More momentously, on the night of his arrival he met a bright young gallery worker called Jane Ingram who was to become his wife, but only after she had later re-routed to New York and Dudley to Mexico, from where he sent a ticket which was to join them for life. Being bureau chief for something as then politically loaded as Time Life was never going to suit somebody as open and inquisitive as Dudley Doust, who was as happy supping with a Communist as with a city slicker. Eventually, the Mexico bureau was closed and rather than report to Miami, Dudley chose to take Jane and their daughter Hannah to live in a mud hut near the lake in Valle de Bravo, to think about a novel. It had hardly been the normal on-field or jock-obsessed prelude to a sports-writing career.
But hunger drove the Doust family back to London and John Lovesey, a former colleague in the Time Life London bureau, then starting an era-changing stint as Sunday Times sports editor, came up with idea that would change Doust's life. The "Inside Track" column was the first and best of the sports diaries with its fearless, tightly written take on stories most didn't bother to touch and the Sunday Times soon realised Doust was a very special, if deadline-pushing, asset.
When Henry Longhurst retired, Doust succeeded him as golf correspondent, but his range soon extended across all sport. From downhill skiing to boxing, athletics, cricket, football, tennis and more. On many of these he was accompanied by the great photographer Chris Smith and their first assignment together, to Pedreña in northern Spain, to interview a young golfer called Ballesteros, was also to spawn Doust's book Seve: the young champion (1982).
While the journalism continued through the years with a switch to the ill-fated Sunday Correspondent, followed by freelance work with the Telegraph and others, the books, albeit few in number, may stand as the best monument to the Doust talent. For in them, he found the space to expand his style and, in the case of his books on cricket (including Ian Botham: the great all-rounder in 1980) and steeplechasing (221: Peter Scudamore's record season, 1989), make a virtue of having a completely fresh eye on the game.
There is no greater example of this, and no better writing in sport, than the chapter on Derek Randall's 150 in the Fourth Test of the 1978/79 tour of Australia chronicled with Mike Brearley in The Ashes Retained (1979). The drama of the innings is built up in pointillist style from interviews with everyone from Randall to the umpire's dog, but instead of being overwhelmed by facts you are entranced by detail.
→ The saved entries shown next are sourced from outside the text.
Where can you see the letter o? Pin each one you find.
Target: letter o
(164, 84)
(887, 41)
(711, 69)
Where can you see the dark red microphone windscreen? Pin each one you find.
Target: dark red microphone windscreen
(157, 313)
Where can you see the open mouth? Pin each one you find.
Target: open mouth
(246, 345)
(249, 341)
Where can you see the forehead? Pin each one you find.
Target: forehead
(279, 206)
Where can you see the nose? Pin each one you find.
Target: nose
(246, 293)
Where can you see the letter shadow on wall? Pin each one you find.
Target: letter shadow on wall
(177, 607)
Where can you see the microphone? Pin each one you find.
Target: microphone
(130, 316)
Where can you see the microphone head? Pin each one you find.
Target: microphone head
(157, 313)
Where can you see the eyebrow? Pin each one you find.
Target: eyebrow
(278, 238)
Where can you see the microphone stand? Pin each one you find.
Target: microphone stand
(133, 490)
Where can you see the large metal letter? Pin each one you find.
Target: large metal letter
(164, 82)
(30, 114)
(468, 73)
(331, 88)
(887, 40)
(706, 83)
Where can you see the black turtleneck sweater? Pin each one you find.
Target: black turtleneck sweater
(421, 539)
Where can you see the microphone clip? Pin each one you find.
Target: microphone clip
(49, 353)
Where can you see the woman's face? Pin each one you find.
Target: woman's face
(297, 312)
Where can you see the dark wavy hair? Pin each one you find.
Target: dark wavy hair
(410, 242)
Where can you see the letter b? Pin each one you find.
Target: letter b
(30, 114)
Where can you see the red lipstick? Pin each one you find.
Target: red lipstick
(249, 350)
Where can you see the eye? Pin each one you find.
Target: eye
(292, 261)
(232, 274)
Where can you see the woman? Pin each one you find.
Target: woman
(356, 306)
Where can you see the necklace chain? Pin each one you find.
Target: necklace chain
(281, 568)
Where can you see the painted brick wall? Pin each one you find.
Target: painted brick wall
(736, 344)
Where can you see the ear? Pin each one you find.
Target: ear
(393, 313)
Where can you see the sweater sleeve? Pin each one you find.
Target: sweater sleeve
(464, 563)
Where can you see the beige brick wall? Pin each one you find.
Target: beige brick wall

Doust asked all those questions, and asked them again when he was checking for the third time, not because he felt he ought to, but because he was truly interested. It made him a wonderful, if sometimes exhausting, husband to Jane, with whom he moved down to Somerset with their second daughter Nell in the late 1980s. Dudley Doust will be remembered for his energy, his insight, his friendship and his unswerving devotion to the much abused ethics of his trade and to the unimportance of himself compared to his subject.
At some great crisis in the world of cricket, a well-meaning worthy approached Dudley and asked him, now that he was so well versed in the game, how things looked from his perspective. Dudley, who had plenty of views in private, was almost vehement in reply. "What on earth would be the good of my opinion?" he said. "I don't know anything about anything. I am just a reporter."
There is nothing but regret in saying that they don't make them like Dudley any more.
It would have been easy not to look beyond Dudley Doust's wild-eyed stare, his rasping drawl and caterpillar eyebrows and see only an idiosyncratic American writer, writes Stan Hey. But behind "the look" was a kind-hearted man who brought a great rigour to his sports writing. Paired with me at the 1989 Ryder Cup at The Belfry for the fledgling Sunday Correspondent - I was an utter rookie, though nominally chief sports writer, while Dudley was golf correspondent - he showed no resentment at my intrusion.
Indeed, from the moment he dragged me into the broom-cupboard of the farm where we were staying for a 6am briefing about what rival papers were planning, to an even earlier morning "yomp" across fields and tracks to St Andrews for the 1990 Open, I was swept away by Dudley's uncommon enthusiasm for getting the job done properly.
Dudley was never one for the "press tent", where you could sit comfortably, watch the action on television, and be fed information and printed interviews. His style was always to try and find the heart of the action and follow it all the way. "I'm going out now," he'd say, checking for notepad, pens, glasses, binoculars and media pass, like a trooper preparing for a shoot-out.
His instinct for where the real story was would always lead him away from the press conference to a quiet tête-à-tête with the hero of the hour, even if it meant trailing the subject back to his home to find the how, the what, and the why, with effortless charm. Sportspeople would trust Dudley because far from "stitching them up" - the interviewee's greatest fear - his work would reveal to them a truth about their efforts that they had probably not seen for themselves.